Bei objektiver Abwägung der dargelegten Strafzumessungsgründe, insbesondere der gewichtigen Milderungsgründe des umfassenden Geständnisses und des wesentlichen Beitrags zur Wahrheitsfindung in Verbindung mit der bisherigen Unbescholtenheit, erweist sich unter Berücksichtigung spezial- und generalpräventiver Belange die Freiheitsstrafe von zweieinhalb Jahren dem Schuld- und Unrechtsgehalt der Taten entsprechend.
Fallbezogen ist aber auch bei diesem am 21. August 2025 gegen gelindere Mittel enthafteten Angeklagten (ON 111.6) die von 6. Juli 2025 bis 1. September 2025 konstatierte Verfahrensverzögerung im Rahmen des besonderen Milderungsgrundes nach § 34 Abs 2 StGB zu berücksichtigen und führt ebenso wie beim Erstangeklagten zu einem Abzug von einem Monat Freiheitsstrafe, sodass die Freiheitsstrafe des Angeklagten B* zwei Jahre und fünf Monate beträgt.
Einer auch nur teilweisen bedingten Nachsicht der verhängten Freiheitsstrafe stehen mit dem mehrjährige Tatzeitraum und der Professionalität der der Schwerkriminalität zuzuordnenden Überlassung eines großen Suchtgiftquantums aus überwiegendem Gewinnstreben Umstände entgegen, die keine im Sinn des § 43a Abs 4 StGB erforderliche (qualifizierte) Wohlverhaltensprognose zulassen.
Nach § 20 Abs 1 StGB hat das Gericht Vermögenswerte, die für die Begehung einer mit Strafe bedrohten Handlung oder durch sie erlangt wurden, für verfallen zu erklären. Ist ein dem Verfall unterliegender Vermögenswert nicht sichergestellt oder beschlagnahmt, so hat das Gericht nach § 20 Abs 3 StGB einen Geldbetrag für verfallen zu erklären, der diesem Vermögenswert entspricht.
Den (unbedenklichen) Urteilsannahmen zufolge veräußerte der Angeklagte B* zumindest 15 Kilogramm Cannabiskraut, 56 Stück Ecstasy-Tabletten und 14 Gramm Kokain gewinnbringend an Abnehmer. Durch den Verkauf erwirtschaftete er EUR 150.000,00 (US 4 erster Absatz; vgl. Ratz in WK StPO § 281 Rz 19).

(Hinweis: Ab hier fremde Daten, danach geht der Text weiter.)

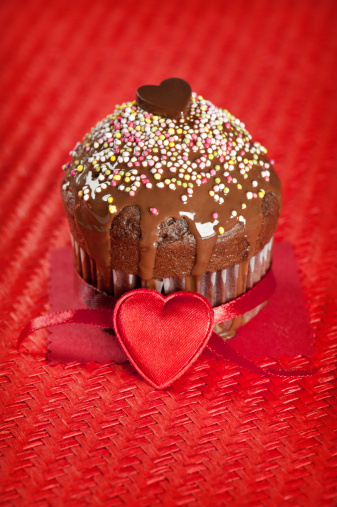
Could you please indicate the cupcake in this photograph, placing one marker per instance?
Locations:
(170, 192)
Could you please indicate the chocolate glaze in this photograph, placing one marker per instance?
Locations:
(179, 237)
(170, 99)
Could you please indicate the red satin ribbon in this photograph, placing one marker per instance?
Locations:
(101, 308)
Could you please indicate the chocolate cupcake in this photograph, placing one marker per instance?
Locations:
(170, 192)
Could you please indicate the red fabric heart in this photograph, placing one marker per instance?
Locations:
(161, 335)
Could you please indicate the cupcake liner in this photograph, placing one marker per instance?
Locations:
(218, 287)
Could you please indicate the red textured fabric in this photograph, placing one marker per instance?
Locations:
(99, 435)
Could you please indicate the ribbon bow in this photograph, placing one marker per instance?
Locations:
(163, 336)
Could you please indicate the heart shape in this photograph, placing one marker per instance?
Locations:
(170, 99)
(162, 336)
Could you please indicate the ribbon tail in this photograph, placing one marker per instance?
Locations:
(221, 348)
(101, 318)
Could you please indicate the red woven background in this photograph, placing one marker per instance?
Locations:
(98, 435)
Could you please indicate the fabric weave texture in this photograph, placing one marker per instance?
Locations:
(98, 434)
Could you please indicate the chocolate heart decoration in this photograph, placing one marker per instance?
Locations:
(170, 99)
(162, 336)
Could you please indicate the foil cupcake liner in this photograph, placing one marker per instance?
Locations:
(218, 287)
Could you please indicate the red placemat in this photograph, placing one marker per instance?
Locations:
(97, 434)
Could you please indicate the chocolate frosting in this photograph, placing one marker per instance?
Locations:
(197, 173)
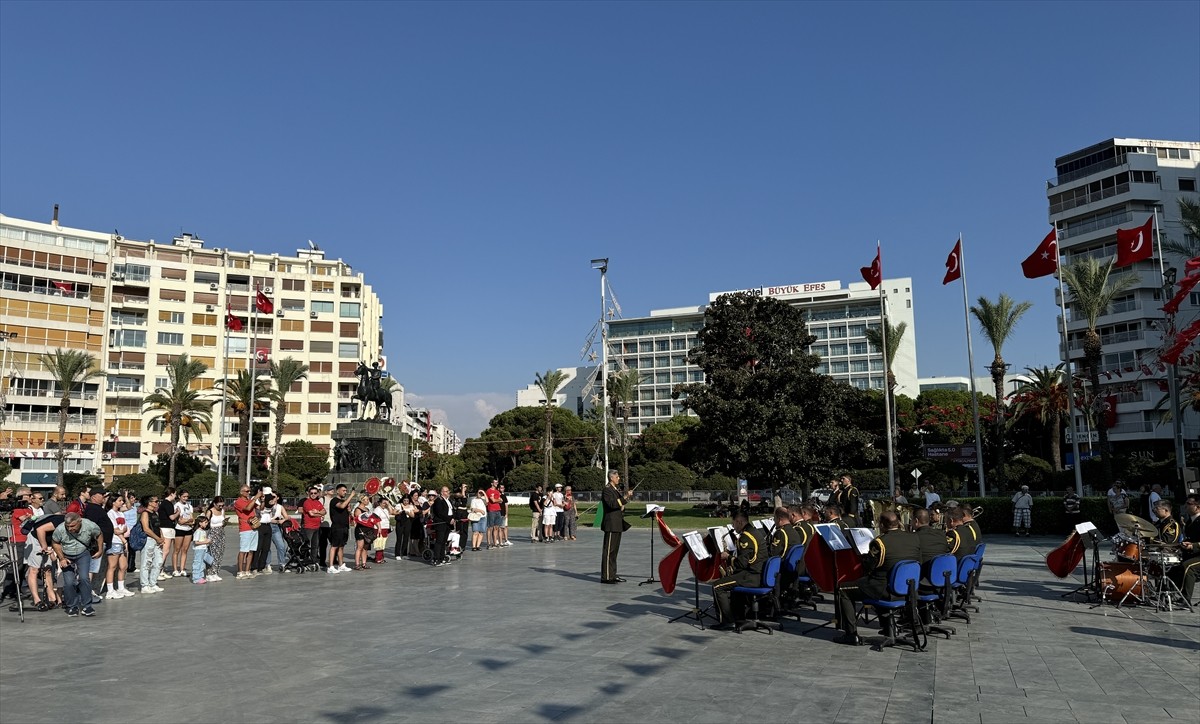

Solcherart tragen aber die Feststellungen den Verfallsausspruch nach Abs 3 des § 20 StGB, der rein rechnerisch (ohnedies nur) dem Verkauf von 15 Kilogramm Cannabis um den (gerichtsnotorischen) Verkaufspreis von EUR 10,00 je Gramm entspricht. Ausgehend davon kann sich der Angeklagte B* durch den erfolgten Verfallsausspruch nicht beschwert erachten. Gründe für eine begehrte Reduktion des Verfallsauspruchs und die Voraussetzungen für ein Absehen vom Verfall nach § 20a Abs 3 StGB liegen nicht vor, sodass seine Berufung gegen den Verfallsausspruch nicht erfolgreich ist.
Die Kostenentscheidung gründet auf § 390a Abs 1 StPO.